"Here's a great opportunity for Julia to bring on another tax;
"A Citic Pacific Mining executive has told Julia Gillard yesterday that soaring demand for Australian food, particularly beef, among China's 100 million wealthy people could buffer Australia's economy from the effects of an end to the mining boom."
With that in mind, and being consistent, now would be the perfect time to extend the carbon tax to agriculture."
Well just like the MRRT is in the spirit of the Menzies designed wool tax of the 50's eg dealing with the two speed economic situation and spreading the wealth through the broader economy whilst the opportunity was available to do so in another booming sector where people are making super profits would be smart economic management to help prevent the sort of economic distortion that has occurred in the last decade.
Quote from Menzies
"Now, no country like Australia can suddenly add hundreds of millions to its export income without experiencing the results in terms of high and rising domestic prices and grave inflation of the currency.
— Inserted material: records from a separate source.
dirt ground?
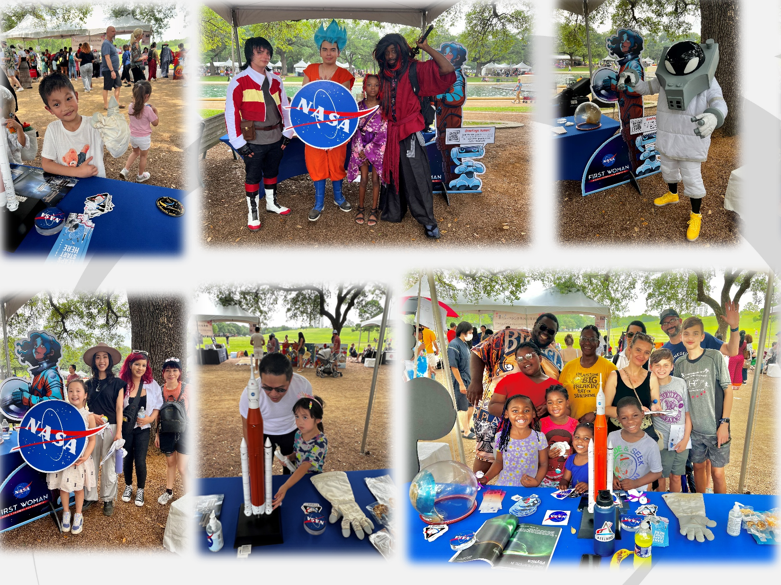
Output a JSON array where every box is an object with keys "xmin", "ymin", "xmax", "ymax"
[
  {"xmin": 558, "ymin": 106, "xmax": 740, "ymax": 248},
  {"xmin": 16, "ymin": 78, "xmax": 188, "ymax": 189},
  {"xmin": 193, "ymin": 359, "xmax": 393, "ymax": 477},
  {"xmin": 200, "ymin": 109, "xmax": 533, "ymax": 249},
  {"xmin": 0, "ymin": 439, "xmax": 182, "ymax": 552},
  {"xmin": 430, "ymin": 372, "xmax": 780, "ymax": 494}
]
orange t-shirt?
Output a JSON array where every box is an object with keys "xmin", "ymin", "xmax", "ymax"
[{"xmin": 304, "ymin": 63, "xmax": 355, "ymax": 181}]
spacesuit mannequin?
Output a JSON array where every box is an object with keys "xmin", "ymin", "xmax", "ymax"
[{"xmin": 618, "ymin": 39, "xmax": 727, "ymax": 242}]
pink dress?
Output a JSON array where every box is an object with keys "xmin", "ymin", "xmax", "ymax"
[{"xmin": 347, "ymin": 100, "xmax": 388, "ymax": 182}]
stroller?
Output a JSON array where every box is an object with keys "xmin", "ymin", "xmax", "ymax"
[{"xmin": 315, "ymin": 348, "xmax": 342, "ymax": 378}]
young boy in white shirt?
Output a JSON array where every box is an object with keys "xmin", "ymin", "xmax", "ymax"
[{"xmin": 38, "ymin": 74, "xmax": 106, "ymax": 179}]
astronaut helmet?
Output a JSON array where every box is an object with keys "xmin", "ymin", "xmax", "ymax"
[{"xmin": 664, "ymin": 41, "xmax": 705, "ymax": 75}]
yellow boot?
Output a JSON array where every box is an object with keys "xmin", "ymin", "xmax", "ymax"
[
  {"xmin": 654, "ymin": 191, "xmax": 678, "ymax": 207},
  {"xmin": 686, "ymin": 212, "xmax": 702, "ymax": 242}
]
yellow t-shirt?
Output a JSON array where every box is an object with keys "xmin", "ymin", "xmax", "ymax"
[
  {"xmin": 423, "ymin": 329, "xmax": 437, "ymax": 355},
  {"xmin": 559, "ymin": 357, "xmax": 616, "ymax": 419}
]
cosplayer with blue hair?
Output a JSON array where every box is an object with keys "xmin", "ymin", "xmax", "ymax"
[
  {"xmin": 315, "ymin": 20, "xmax": 347, "ymax": 53},
  {"xmin": 12, "ymin": 332, "xmax": 63, "ymax": 408}
]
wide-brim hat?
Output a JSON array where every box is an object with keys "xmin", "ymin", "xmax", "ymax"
[{"xmin": 82, "ymin": 343, "xmax": 122, "ymax": 368}]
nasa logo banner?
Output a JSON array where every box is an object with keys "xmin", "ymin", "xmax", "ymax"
[
  {"xmin": 581, "ymin": 134, "xmax": 630, "ymax": 197},
  {"xmin": 286, "ymin": 80, "xmax": 379, "ymax": 149},
  {"xmin": 15, "ymin": 400, "xmax": 96, "ymax": 473}
]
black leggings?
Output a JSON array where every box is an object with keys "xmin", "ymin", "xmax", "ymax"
[{"xmin": 122, "ymin": 427, "xmax": 152, "ymax": 489}]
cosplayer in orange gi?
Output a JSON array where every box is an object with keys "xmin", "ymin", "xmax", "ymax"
[
  {"xmin": 301, "ymin": 20, "xmax": 355, "ymax": 221},
  {"xmin": 225, "ymin": 37, "xmax": 293, "ymax": 231}
]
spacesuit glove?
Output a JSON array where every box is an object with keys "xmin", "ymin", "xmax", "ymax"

So far from our controlling inflation, inflation was getting out of hand. It was clear that we must take stringent action. We therefore produced our famous (or, as some people thought, infamous) Budget of 1952. Its two main features were, first, that we budgeted for a large surplus, which involved steely increasing taxation, and second, that we took twenty-five per cent of the wool cheque and put it into a reserve to be made available to the wool-growers at a subsequent time. This was the most unpopular Budget in modern political history, though I have never doubted that it was dead right. The wool-growers showed their resentment at the next election by voting out several of the wool-growing members among our supporters, while the Gallup polls in 1953 showed the Government stocks at the lowest point in recorded history. But the Government stood firm and so did the Government members of Parliament."